Les détails législatifs de cette imposition
L'article 17 de la Loi de finances 2026 modifie le code général des impôts en abrogeant le 6° de l'article 157. Cette disposition concernait la prime de la médaille du travail, une récompense honorifique peu connue du grand public. La médaille est décernée aux salariés cumulant une ancienneté significative auprès d'un ou plusieurs employeurs, avec plusieurs échelons :
- Médaille d'argent après vingt ans de carrière
- Médaille de vermeil après trente ans
- Médaille d'or après trente-cinq ans
- Médaille d'or après quarante ans de carrière
Montant et conditions de versement de la prime
Bien que le Code du travail n'impose pas aux employeurs de verser cette prime, les conventions collectives prévoient généralement son attribution. Le montant varie considérablement, allant de 350 euros à l'équivalent de trois mois de salaire, selon les accords en vigueur. Jusqu'à présent, cette prime échappait à l'imposition si son montant était inférieur au salaire mensuel du bénéficiaire. Avec la nouvelle loi, cette exonération prend fin, et la totalité de la somme sera désormais taxable.

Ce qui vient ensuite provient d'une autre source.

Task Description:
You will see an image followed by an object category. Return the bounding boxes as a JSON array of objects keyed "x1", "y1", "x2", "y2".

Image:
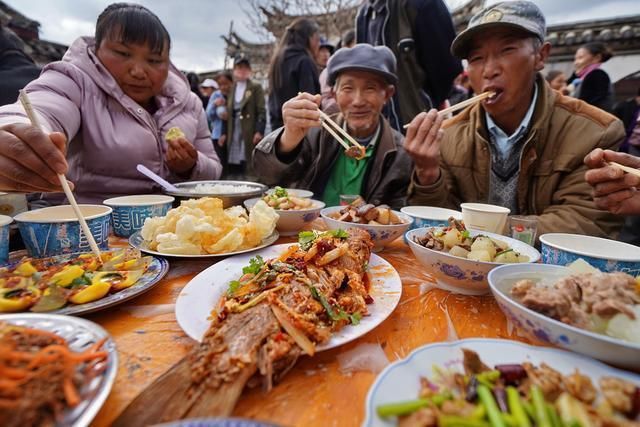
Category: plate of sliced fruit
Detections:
[{"x1": 0, "y1": 248, "x2": 169, "y2": 314}]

Conséquences pour les travailleurs et contexte fiscal
Cette mesure s'inscrit dans un contexte budgétaire plus large, où le gouvernement ajuste diverses dispositions fiscales. Elle affecte particulièrement les salariés ayant consacré de longues années à leur entreprise, pour qui cette prime représentait une reconnaissance financière non imposable. Les travailleurs doivent désormais anticiper cette charge supplémentaire lors de la réception de leur médaille du travail. Cette décision soulève des questions sur l'équité fiscale et la valorisation de l'ancienneté dans le monde professionnel.